Prof Marivate has worked on projects related to science, energy, public safety and utilities. He is a co-founder of Lelapa AI, an African start-up focused on AI for Africans by Africans, and leads the African Institute for Data Science and Artificial Intelligence (AfriDSAI), a transdisciplinary research institute hosted at UP. He specialises in developing machine learning (ML) and artificial intelligence (AI) methods to extract insights from data, with a particular focus on the intersection of ML/AI and natural language processing (NLP). His research is dedicated to improving the methods, tools and availability of data for local or low-resourced languages. As the leader of the Data Science for Social Impact Research Group in the Department of Computer Science, he uses data science to solve social challenges.
His global recognition is exemplified by his recent receipt of a $1-million (R18-million) donation from Google to boost African-led AI research. It will directly support catalytic activities at AfriDSAI, including fellowships for masters’ and doctoral students, and postdoctoral researchers conducting research in priority sectors such as health care, NLP and climate resilience, and the promotion of ethical and inclusive AI practices across the continent.
Since 2015, he has worked to address the limitations of NLP for African and other low-resourced languages. He explains that, despite the global growth of AI, most NLP systems remain rooted in data-rich languages, excluding linguistic and cultural contexts around the world. “This disconnect is not only technical, but also historical.” African languages have long been under-represented in digital infrastructure, resulting in systemic gaps in research, resources and applications.

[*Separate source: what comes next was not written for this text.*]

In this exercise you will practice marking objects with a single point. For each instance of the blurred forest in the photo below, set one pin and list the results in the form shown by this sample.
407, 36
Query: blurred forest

In his address, he reflected on his research journey, which includes developing techniques for dealing with data scarcity, improving models to adapt rather than dominate, and working to expand available datasets through collaborative data creation. In many African countries, historically local languages are looked down upon as a consequence of colonialism. As a result, one of the largest gaps in the availability of data is in language. In comparison to the percentage share of internet content in English, which stands at 53%, local African languages have a share of only 0.02%. He says that the challenges faced by low-resourced languages are analogous to a high-interest credit card: “The more we wait to resolve the challenges, the more expensive it becomes to pay off the debt.”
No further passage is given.